Pruning of roses sometimes gives gardeners moments of dread. The fear of not knowing what to do can be increased by conflicting ‘how to do it’ articles in magazines and books. No two experts prune the same way and so different descriptions on how it is done can be confusing. Do not be afraid of how you prune, better to do some pruning than none at all. Best done in July in southern states or August in frost areas, and in the tropics February or March.

  1. Bushes – cut back by approximately one third to half its height. Remove all dead wood or old branches, which have not produced good growth or flowers in past season. Also remove twiggy growth thinner than a pencil. Thin out crowded branches. Remove the oldest branches keeping the younger branches, which produced the best blooms.
  2. Standards (or Stems) prune by removing 1/3 of the bush all over, trimming into a ball shape. Do not prune too hard but leave more side shoots than for bushes, and more flowers will be produced.
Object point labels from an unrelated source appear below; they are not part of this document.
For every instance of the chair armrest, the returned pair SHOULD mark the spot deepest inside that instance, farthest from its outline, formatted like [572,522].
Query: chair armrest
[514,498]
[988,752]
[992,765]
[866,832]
  3. Do not cut off any growth for the first 3 or 4 years as all are establishing their ultimate purpose – for arches, screens, posts or fences. Do not remove the long climbing canes as these will produce next season’s flowers. Once established the climbing growth will settle to produce flowers. Tie canes into position. Occasionally remove an entire cane if it has not produced good flowering during the past season and let a new cane fill that space. Cut back flowering spurs from the main canes to 2cm, cut off old flowers or seedpods.
  4. Shrubs are usually large so to reduce their vigour by cutting back hard will have the opposite effect with even more stronger growth and fewer flowers. Prune lightly and let the plants grow closer to their full size. Many heritage roses come under this method.
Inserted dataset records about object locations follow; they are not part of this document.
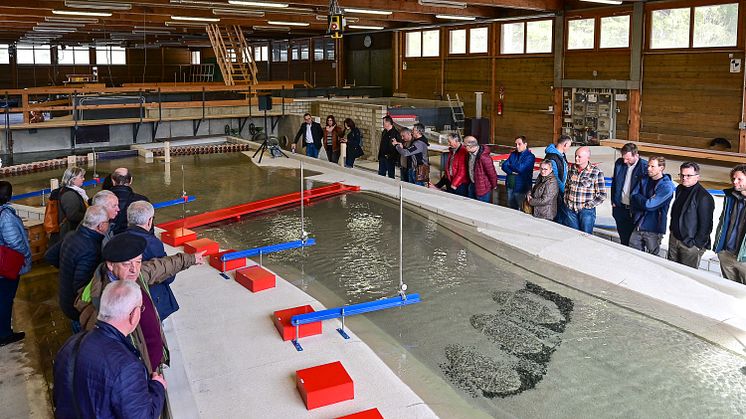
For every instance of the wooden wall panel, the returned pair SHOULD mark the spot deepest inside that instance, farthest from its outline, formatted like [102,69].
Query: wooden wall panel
[609,65]
[690,98]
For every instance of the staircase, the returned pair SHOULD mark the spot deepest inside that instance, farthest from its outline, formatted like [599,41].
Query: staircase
[457,112]
[233,55]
  5. Miniatures: Cut back by half their height.
  6. After pruning spray with Pest Oil, or White Oil, or Copper Oxychloride to combat over wintering fungal spores – blackspot, mildew, or rust, or insect pests.
  7. Apply fertiliser in late July or August then cover beds with mulch. Beautiful blooms will be your reward in around 8 weeks.
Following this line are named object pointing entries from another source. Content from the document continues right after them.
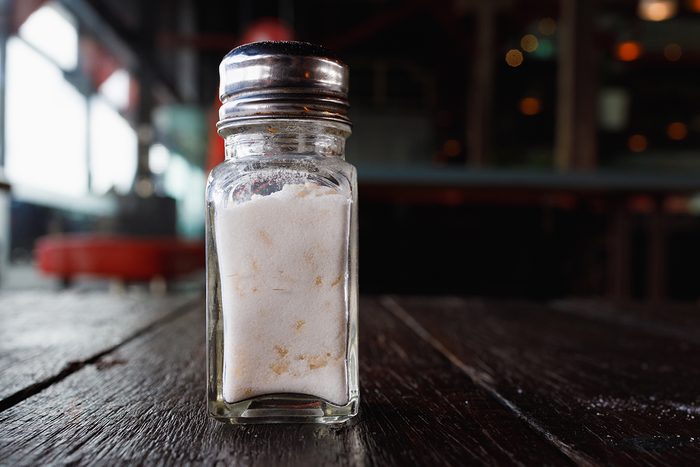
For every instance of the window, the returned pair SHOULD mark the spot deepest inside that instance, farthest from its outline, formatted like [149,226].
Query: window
[113,147]
[51,30]
[45,124]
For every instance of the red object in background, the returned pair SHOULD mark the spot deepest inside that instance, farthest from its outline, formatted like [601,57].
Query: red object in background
[118,257]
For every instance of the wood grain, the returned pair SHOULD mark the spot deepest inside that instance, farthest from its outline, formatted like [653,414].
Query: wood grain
[619,393]
[145,403]
[44,335]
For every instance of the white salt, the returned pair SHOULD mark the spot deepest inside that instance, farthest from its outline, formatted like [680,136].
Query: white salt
[283,265]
It sounds too easy but once you start with these methods you will see that basically all plants are covered by this style. Remember that you cannot go wrong and nature will cover any mistakes you may make. All roses have an ultimate size and by cutting back too hard they will keep trying to grow to their full potential.

Lastly, ignore all overseas pruning methods relating to cutting to an ’outward facing eye’ and at a ‘30 degree angle’. Do not ‘open out the centre’ or cut back very hard. All these methods are for Northern Hemisphere conditions where constant moisture, snow and ice and lower temperature are normal. In Australia we need to keep the middle of the bush covered to avoid sunburn of the plant and cutting at an ‘angle’ or ‘outward facing eye’ is just not critical.